The epxperiment was performed to measure the biodiversity of a river. The biodiversity was measured by seeing if there was an equal number of fish in the pools as in the riffles. There were 15 different pools and riffles that were measured.
fish<-read.csv("fish.csv")
fish
## ï..location pool riffle
## 1 1 6 3
## 2 2 6 3
## 3 3 3 3
## 4 4 8 4
## 5 5 5 2
## 6 6 2 2
## 7 7 6 2
## 8 8 7 2
## 9 9 1 2
## 10 10 3 2
## 11 11 4 3
## 12 12 5 1
## 13 13 4 3
## 14 14 6 2
## 15 15 4 3
colnames(fish)<-c("location", "pool", "riffle")
The data has 15 rows and 2 columns. The rows represent each of the fifteen locations, while the columns represent which type of location (pool vs. riffle)
The purpose of the study is to measure if there are different amounts of fish in pools compared to riffles.
library(ggplot2)
ggplot(data=fish, mapping=aes(x=riffle, y=pool)) + geom_point() + geom_abline(slope=1, intercept=0) + annotate("text", x=1.25, y=4, label="More in Pool") + annotate("text", x=3.5, y=2, label="More in Riffle")
In the graph shown, each point represents one of the fifteen locations where a pool and riffle where measured. The straight line going through the graph is where points would be plotted if the amount of fish in pools and riffles was equal. The plot suggests that more fish live in pools than in riffles because more points are above the line than below the line. To verify these results a t-test was performed.
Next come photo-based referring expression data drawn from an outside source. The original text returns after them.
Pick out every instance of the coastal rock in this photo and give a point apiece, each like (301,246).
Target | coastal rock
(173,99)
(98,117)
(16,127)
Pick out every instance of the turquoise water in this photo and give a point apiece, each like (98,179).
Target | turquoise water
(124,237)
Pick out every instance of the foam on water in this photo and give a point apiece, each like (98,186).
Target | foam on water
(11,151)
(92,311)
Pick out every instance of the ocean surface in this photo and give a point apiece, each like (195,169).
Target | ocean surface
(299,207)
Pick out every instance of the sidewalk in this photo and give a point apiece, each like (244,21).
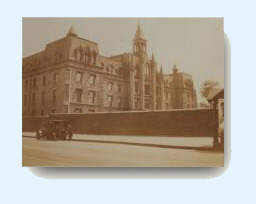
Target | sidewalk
(170,141)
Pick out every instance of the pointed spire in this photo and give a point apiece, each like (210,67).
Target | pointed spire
(72,31)
(139,34)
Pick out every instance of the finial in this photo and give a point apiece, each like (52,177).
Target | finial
(72,31)
(139,34)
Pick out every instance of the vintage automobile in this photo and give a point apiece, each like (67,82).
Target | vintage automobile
(55,130)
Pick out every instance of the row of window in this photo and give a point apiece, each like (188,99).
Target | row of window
(34,83)
(147,103)
(92,98)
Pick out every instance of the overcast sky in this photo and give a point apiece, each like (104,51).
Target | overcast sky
(195,45)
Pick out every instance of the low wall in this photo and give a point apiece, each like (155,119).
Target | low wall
(193,122)
(32,123)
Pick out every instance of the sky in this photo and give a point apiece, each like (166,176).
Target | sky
(195,45)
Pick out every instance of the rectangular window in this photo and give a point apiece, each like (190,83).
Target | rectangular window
(91,111)
(34,83)
(43,97)
(78,110)
(67,92)
(136,103)
(33,98)
(44,80)
(25,99)
(158,90)
(166,95)
(79,95)
(147,104)
(110,101)
(119,88)
(136,87)
(55,78)
(110,86)
(79,76)
(54,96)
(147,89)
(92,79)
(92,97)
(26,84)
(119,102)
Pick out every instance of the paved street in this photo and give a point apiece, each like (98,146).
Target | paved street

The null hypothesis for this study would be that there are not equal amounts of fish in the two pools.
The alternative hypothesis would be that the mean number of fish in the pools is different to the mean number of fish in the riffles.
To analyze the data a t-test was used to compare the means of the two groups.
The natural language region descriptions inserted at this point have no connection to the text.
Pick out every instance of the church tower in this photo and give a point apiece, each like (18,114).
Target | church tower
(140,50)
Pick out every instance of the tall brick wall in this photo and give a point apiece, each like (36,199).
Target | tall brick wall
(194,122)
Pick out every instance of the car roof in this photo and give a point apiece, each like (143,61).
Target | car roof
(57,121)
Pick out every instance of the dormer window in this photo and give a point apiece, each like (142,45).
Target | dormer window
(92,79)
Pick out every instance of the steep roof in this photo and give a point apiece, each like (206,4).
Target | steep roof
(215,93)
To compare the two groups of fish a two-sample t-procedure should be used because there are two distinctive groups, but individuals within the groups are not matched in any way.
The provided qq-plot will help judge the assumptions of the test.
ggplot(data=fish) + geom_qq(mapping=aes(sample=pool))
If the data is normal, it will follow this trend.
The level of significance is 0.05 becasue it is a 95% confidence interval.
t.test(fish$pool,fish$riffle, paired=TRUE)
##
## Paired t-test
##
## data: fish$pool and fish$riffle
## t = 4.5826, df = 14, p-value = 0.0004264
## alternative hypothesis: true difference in means is not equal to 0
## 95 percent confidence interval:
## 1.170332 3.229668
## sample estimates:
## mean of the differences
## 2.2
The p-value is 0.0004264. For a 95 percent confidence interval the alpha value is 0.05, so the null hypothesis can be rejected because it is smaller than the alpha value.This means that there are different amounts of fish in the pools compared to the riffles.
It is not possible for the difference in means to be zero because as stated earlier, the mean number of fish in the pools and in the riffles is not the same.
The mean of differences is 2.2, which suggests that there are 2.2 more fish in pools than in riffles.
As specified earlier, the null hypothesis can be rejected, which suggests that there is a different amount of fish in the pools compared to the riffles. On average, there are 2.2 more fish in the pools than in the rffles. Since there are different amounts of fish in the pools and riffles, there is a lower biodiversity in the river.